Он кривит свою рожу, будто сожрал кислое яблоко. От этого его лицо становится совсем уж неприглядным и я даже перевожу взгляд на бедолагу-возницу.
– Сказано Святыми «не считай своих добрых дел», – перевирает Уложение священник и замолкает, словно полностью ответил на вопрос.
– Ага, – говорю, – даже не пытался считать, только спросил – как зачтется?
Смотрит на меня исподлобья, что-то соображает себе, снисходит до объяснения:
– Не знаю. Добрые дела не остаются без нака… поощрения. Про то Святым Духам ведомо. Хочешь узнать точно – спроси у них в вечерней молитве.
Меня дед частенько поучал, что никогда не нужно связываться со священниками. Очень уж мудреная у них вера, в которой нет места разумению, зато в избытке слепого поклонения неизвестности.

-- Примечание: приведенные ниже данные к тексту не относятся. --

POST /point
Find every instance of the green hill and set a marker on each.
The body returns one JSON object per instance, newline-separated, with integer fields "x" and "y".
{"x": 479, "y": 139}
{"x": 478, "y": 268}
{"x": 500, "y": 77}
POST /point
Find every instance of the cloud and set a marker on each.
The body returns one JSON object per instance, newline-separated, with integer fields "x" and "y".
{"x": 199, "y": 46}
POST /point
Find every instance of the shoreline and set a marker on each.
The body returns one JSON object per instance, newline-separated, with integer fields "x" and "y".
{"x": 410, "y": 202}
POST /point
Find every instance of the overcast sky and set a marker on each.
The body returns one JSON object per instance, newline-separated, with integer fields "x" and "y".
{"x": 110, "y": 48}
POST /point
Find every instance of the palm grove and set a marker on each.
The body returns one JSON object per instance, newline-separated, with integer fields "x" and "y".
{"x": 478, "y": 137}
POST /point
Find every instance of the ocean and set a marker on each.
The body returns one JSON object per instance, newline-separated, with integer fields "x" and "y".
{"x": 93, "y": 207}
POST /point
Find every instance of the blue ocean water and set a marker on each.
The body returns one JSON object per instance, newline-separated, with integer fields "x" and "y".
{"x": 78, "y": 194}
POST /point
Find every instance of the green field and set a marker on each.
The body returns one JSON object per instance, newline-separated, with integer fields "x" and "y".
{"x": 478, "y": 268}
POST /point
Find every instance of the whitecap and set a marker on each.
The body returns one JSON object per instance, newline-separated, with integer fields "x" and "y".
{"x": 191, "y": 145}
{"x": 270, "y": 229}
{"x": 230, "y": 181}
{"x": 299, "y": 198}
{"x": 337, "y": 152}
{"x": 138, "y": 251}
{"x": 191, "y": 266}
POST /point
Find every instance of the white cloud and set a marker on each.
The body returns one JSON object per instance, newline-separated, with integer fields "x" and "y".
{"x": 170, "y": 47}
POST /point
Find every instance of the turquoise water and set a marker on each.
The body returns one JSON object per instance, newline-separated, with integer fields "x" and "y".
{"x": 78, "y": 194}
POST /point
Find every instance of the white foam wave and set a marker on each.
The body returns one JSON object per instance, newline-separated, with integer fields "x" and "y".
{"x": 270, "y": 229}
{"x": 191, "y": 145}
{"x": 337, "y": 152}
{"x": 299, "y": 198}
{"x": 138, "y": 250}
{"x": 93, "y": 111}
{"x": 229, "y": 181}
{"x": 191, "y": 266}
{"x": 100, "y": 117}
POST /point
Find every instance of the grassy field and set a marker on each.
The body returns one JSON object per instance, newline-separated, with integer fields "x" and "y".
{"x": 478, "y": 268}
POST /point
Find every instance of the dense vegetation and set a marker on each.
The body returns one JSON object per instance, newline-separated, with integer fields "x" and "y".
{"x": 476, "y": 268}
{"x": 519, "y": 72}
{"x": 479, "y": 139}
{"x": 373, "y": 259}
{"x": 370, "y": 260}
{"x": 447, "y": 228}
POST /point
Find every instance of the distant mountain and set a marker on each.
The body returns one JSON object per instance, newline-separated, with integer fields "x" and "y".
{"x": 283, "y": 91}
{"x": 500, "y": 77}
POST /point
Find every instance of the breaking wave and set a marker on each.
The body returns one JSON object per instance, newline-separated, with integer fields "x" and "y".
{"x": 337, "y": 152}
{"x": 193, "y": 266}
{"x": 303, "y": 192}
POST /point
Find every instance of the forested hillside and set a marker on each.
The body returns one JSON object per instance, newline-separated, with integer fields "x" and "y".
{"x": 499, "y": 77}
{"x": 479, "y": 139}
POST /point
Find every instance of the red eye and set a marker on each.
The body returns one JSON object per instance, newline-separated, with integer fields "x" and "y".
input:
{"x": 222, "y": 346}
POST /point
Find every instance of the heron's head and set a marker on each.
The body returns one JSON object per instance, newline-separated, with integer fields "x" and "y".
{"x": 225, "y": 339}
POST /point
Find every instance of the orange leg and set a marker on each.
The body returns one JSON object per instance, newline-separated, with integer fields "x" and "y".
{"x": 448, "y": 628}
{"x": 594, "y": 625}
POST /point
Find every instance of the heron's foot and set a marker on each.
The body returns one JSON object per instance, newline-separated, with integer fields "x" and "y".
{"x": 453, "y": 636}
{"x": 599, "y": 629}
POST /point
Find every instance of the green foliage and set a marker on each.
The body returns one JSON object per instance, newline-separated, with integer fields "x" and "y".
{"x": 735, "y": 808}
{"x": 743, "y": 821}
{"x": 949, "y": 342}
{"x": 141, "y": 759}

Мы, крестьяне, не любим неизвестность.
Но с лошади соскакиваю, подхожу к вознице:
– Тяжело? – спрашиваю.
– А то ж! – выдыхает из худой груди.
– А не знаешь случаем, где такой Гуус Полуторарукий обитает?
Мужичок шарахается от меня прочь и почти падает, но мешает телега, в которую он упирается спиной. Видно, как мечутся мысли под его низким лбом, внезапно он обмякает, и, видимо, на что-то решившись, выпаливает:
– На улице зеленщиков спросишь Донегала. Он знается с отребьем. Если сумеешь понравиться – он сведет тебя с Гуусом.

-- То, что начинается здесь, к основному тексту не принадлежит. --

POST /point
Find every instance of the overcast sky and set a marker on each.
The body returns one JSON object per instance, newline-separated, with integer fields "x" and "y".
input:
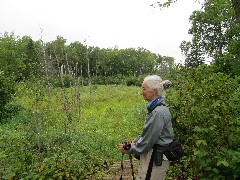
{"x": 102, "y": 23}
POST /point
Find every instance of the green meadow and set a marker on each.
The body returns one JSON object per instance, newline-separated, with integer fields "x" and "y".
{"x": 45, "y": 141}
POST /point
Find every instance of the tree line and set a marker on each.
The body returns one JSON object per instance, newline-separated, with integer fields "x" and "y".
{"x": 22, "y": 58}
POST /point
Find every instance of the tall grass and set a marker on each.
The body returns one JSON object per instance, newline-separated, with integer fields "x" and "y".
{"x": 50, "y": 146}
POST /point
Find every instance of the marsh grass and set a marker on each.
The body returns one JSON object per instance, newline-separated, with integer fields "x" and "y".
{"x": 51, "y": 146}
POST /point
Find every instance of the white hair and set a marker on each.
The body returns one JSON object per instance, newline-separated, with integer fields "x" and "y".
{"x": 156, "y": 82}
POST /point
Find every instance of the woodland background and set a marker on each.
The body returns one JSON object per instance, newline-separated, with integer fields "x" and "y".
{"x": 64, "y": 108}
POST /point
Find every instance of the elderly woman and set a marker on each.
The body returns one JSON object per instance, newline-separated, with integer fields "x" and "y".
{"x": 157, "y": 131}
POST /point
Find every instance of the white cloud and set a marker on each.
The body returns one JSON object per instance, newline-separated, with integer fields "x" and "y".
{"x": 103, "y": 23}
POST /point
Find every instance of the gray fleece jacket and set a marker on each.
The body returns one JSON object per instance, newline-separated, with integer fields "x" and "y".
{"x": 157, "y": 130}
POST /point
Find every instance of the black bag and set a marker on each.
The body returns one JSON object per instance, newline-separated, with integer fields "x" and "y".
{"x": 173, "y": 151}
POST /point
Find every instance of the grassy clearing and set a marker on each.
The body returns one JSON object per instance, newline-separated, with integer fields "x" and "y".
{"x": 52, "y": 146}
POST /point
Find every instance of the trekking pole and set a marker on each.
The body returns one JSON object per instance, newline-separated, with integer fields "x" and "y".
{"x": 121, "y": 167}
{"x": 130, "y": 157}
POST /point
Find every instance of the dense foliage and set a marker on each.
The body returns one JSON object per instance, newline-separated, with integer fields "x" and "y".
{"x": 46, "y": 145}
{"x": 69, "y": 125}
{"x": 205, "y": 107}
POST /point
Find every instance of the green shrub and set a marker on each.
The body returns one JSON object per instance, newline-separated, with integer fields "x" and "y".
{"x": 205, "y": 108}
{"x": 6, "y": 93}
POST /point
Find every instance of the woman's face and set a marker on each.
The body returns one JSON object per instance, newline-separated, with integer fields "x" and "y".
{"x": 147, "y": 93}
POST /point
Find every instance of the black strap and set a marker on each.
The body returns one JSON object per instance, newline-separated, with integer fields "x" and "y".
{"x": 154, "y": 106}
{"x": 130, "y": 157}
{"x": 150, "y": 165}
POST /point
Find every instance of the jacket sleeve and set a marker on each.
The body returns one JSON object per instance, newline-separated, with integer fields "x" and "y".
{"x": 151, "y": 132}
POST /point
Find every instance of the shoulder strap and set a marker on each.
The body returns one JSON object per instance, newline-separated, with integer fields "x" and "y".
{"x": 154, "y": 106}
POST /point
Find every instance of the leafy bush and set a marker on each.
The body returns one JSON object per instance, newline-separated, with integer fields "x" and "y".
{"x": 205, "y": 107}
{"x": 6, "y": 93}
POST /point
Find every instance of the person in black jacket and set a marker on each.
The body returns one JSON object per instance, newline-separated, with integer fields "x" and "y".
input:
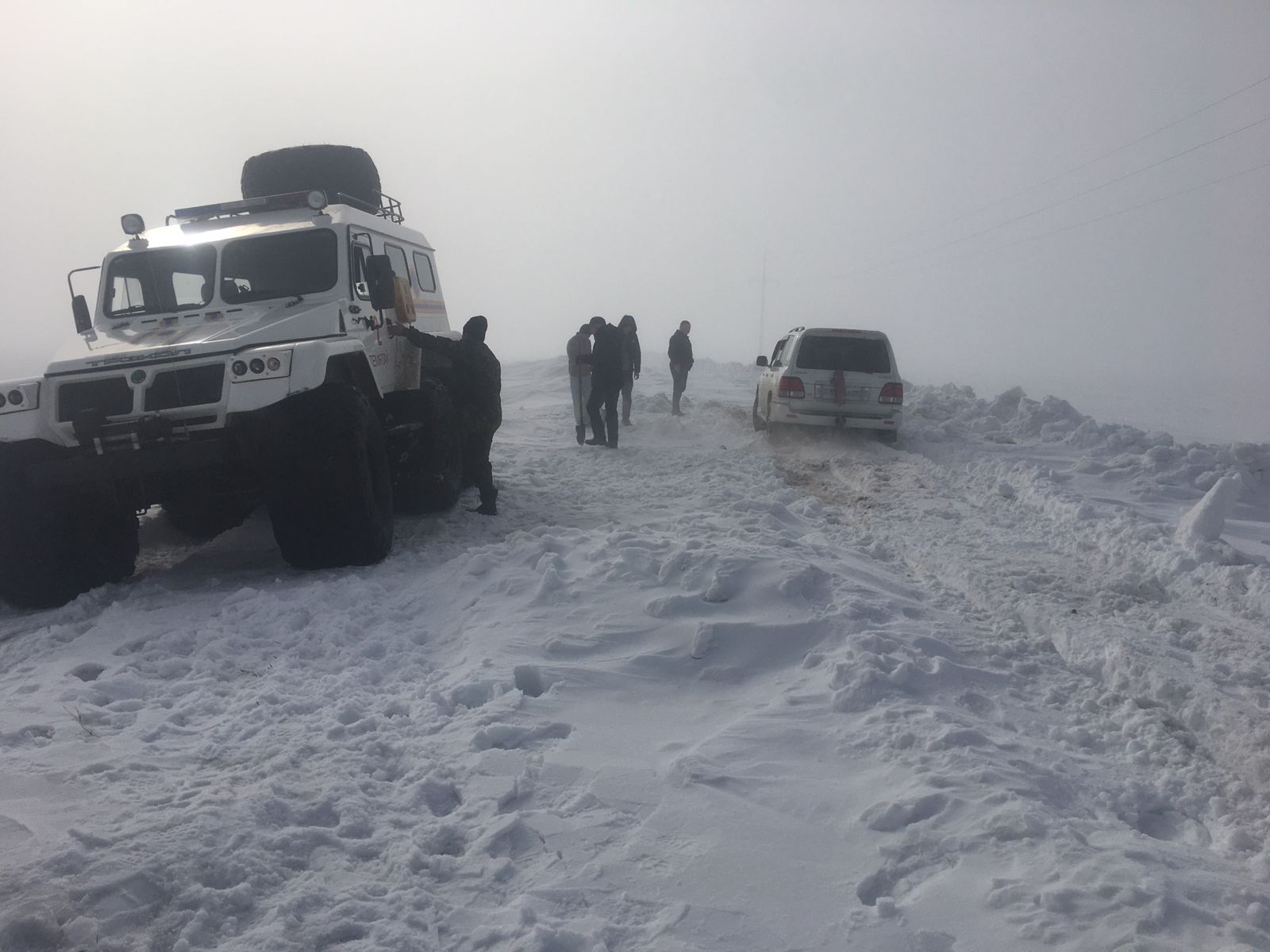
{"x": 681, "y": 362}
{"x": 630, "y": 363}
{"x": 476, "y": 386}
{"x": 606, "y": 381}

Ну вот. Еще ничего доброго не совершил, а мне уже зачлось, как и обещал священник – нужного человека долго искать не придется. Только непонятно, что так испугало тощего?
– А где такая улица?
– Прямо езжай до белой башни с огнями Святого Духа, там повернешь направо, а как доедешь до рынка, так и увидишь нужное место. А то спроси кого-нибудь.
– А двор постоялый там найдется?
– А ты где-нибудь видел рынок без постоялого двора рядом? – вопросом отвечает доходяга.
– В нашем Хармане возле рынка нет постоялого двора, – привожу свой веский довод.
– В Хармане? Это где же такая дыра?
Обсуждать с ним значение Хармана для королевства я не собираюсь.
– Давай что ли, подвинься! – плюю на ладони, ухватываюсь за спицу колеса и что есть сил тяну его вверх и на себя.
Возница подхватывается, тоже тянет. С чавканьем колесо вырывается из размокшей глины, я отпускаю спицу и выпрямляюсь.
– Всего делов-то! – ухмыляется лысый священник.
– Так сделал бы, – бросаю ему, как мне кажется, насмешливо, но он никак не реагирует и грузно переваливаясь с ноги на ногу, лезет в возок, сверкая бледными икрами из-под многократно штопаной хламиды.
Влезаю в седло, в пояс мне цепляются цепкие руки Туату.
– Слушай, – говорю ей, – а из священников вы Анку делаете?
– Мы – нет, – отвечает. – Мы ни из кого Анку не делаем. Мы заперты в Сиде. Забыл?
– Ну я имею в виду Туату вообще, – объясняю ей свой вопрос, а сам объезжаю медленно ползущий возок со святошами.
– Конечно. Нет разницы среди людей из-за рода ваших занятий.
– Что, и короля тоже можете?
– Не все, не всякого и не всегда. Но если нужно будет, то и короля.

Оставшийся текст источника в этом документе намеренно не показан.